Это Валентин Васильевич Чикин, главный редактор «Советской России» продиктовал мне телефоны и адреса Анпилова и Жириновского и договорился о встречах. По моей просьбе. Я выбрал этих двоих давно, сам, и с интересом следил за их политическими судьбами. Нужно сказать, что до отъезда в Россию я пытался подвинуть инертных французов на подвиг снять документальный фильм о национал-патриотической оппозиции в России. «Камера Континенталь» — продюсерская организация, помещающаяся в стеклянном аквариуме с пальмами на тихой средневековой улочке, сочащаяся жирно деньгами, долго раскачивалась и так и не приняла решения. Как они, наверное, кусают себе локти сегодня, жирные ленивые болваны. В проекте, поданном мною, как раз и значилось общение с Анпиловым и Жириновским, посещение конгресса, участие в демонстрации 23 февраля (как известно, она обернулась первой битвой патриотов с демократическим ОМОНом). Всего-то нужно было послать со мной двоих людей с камерой. Все более жиреющее и малоподвижное, французское общество неспособно на быстрые реакции: ни в бизнесе, ни в культуре. Если бы сытые калеки в «Камера Континенталь» тогда среагировали, у них были бы сегодня уникальные кадры.

Потому я явился к Жириновскому на Рыбников переулок один, а очень жаль. Ибо нет уже тех забитых фанерой окон, рваных обоев и прочих атрибутов героического периода становления политической партии. Впрочем, в понедельник 17 февраля я не попал к Жириновскому, я отменил свидание, позвонил в «Советскую Россию» и попросил отменить. В понедельник в 14 часов меня ждал в Верховном Совете Бабурин. Справляюсь со своим блокнотом «20 подъезд, 6 этаж, комната 93».

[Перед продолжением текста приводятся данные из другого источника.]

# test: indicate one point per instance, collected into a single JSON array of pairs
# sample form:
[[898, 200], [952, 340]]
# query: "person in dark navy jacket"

К Жириновскому же я попал 18 февраля. Помню, что день был холодный, но я почему-то отправился пешком. Я спустился по улице Герцена до бульвара, и по нему вышел на Пушкинскую площадь, и от нее мимо кинотеатра «Россия» пошел по бульварам на Трубную. Трубная площадь вся оказалась разрытой и развороченной, чудовищные котлованы и траншеи обросли ледяными сталактитами и сталагмитами, над всей этой территорией стоял адский пар, целое облако. Пересекая по деревянным мосткам этот мерзкий холодный пейзаж, из котлована из льда и глины выпирали какие-то немыслимой толщины трубы, я, помню, подумал, что так же разворочена и брюхом кверху лежит во льду и грязи Россия. На Сретенке оказалось, что я напрочь позабыл топографию этого района Москвы. Между тем, я провел здесь часть жизни. Я обитал в свое время (два раза) на Уланском переулке, тотчас после свадьбы жил я там с молодой женой Еленой в мастерской художника Бачурина, а до этого обитал в 1968 году в здании школы, в квартире бывшего директора. Где-то здесь же, на Луковом переулке свил себе гнездо когда-то мой приятель художник Виталий Стесин, полубезумный тип. В доме акционерного общества «Россия» жил и здесь же умер художник Юло Соостер и нынешний гений (его и тогда уже считали гением) — скушный, как сельский счетовод, художник Илья Кабаков. В дом этот ходил я часто по воняющим кошачьей и человеческой мочой и содержимым мусорных ведер черным лестницам «в гости» к сытым уже тогда художникам: стрельнуть трешник или десятку.

Все эти мысли обуревали меня, когда я вышел на Сретенку. Нормальные, впрочем, мысли, я впервые попал в эту часть города после 20 лет отсутствия, и, разумеется, попал под влияние прошлого: все оно нахлынуло на меня и лишь силою воли я заставил себя взглянуть на часы: было без семи минут два часа дня. Потому я спросил о Рыбниковом переулке первую попавшуюся русскую бабку: та не знала. Вторую, третью бабку, парня… все эти люди или не знали, или тоже, как я, откуда-то приехали… Только четвертая старуха обстоятельно объяснила мне, как туда попасть, и еще объясняла, а я уже бежал. Потому я прибежал на свидание к Владимиру Вольфовичу.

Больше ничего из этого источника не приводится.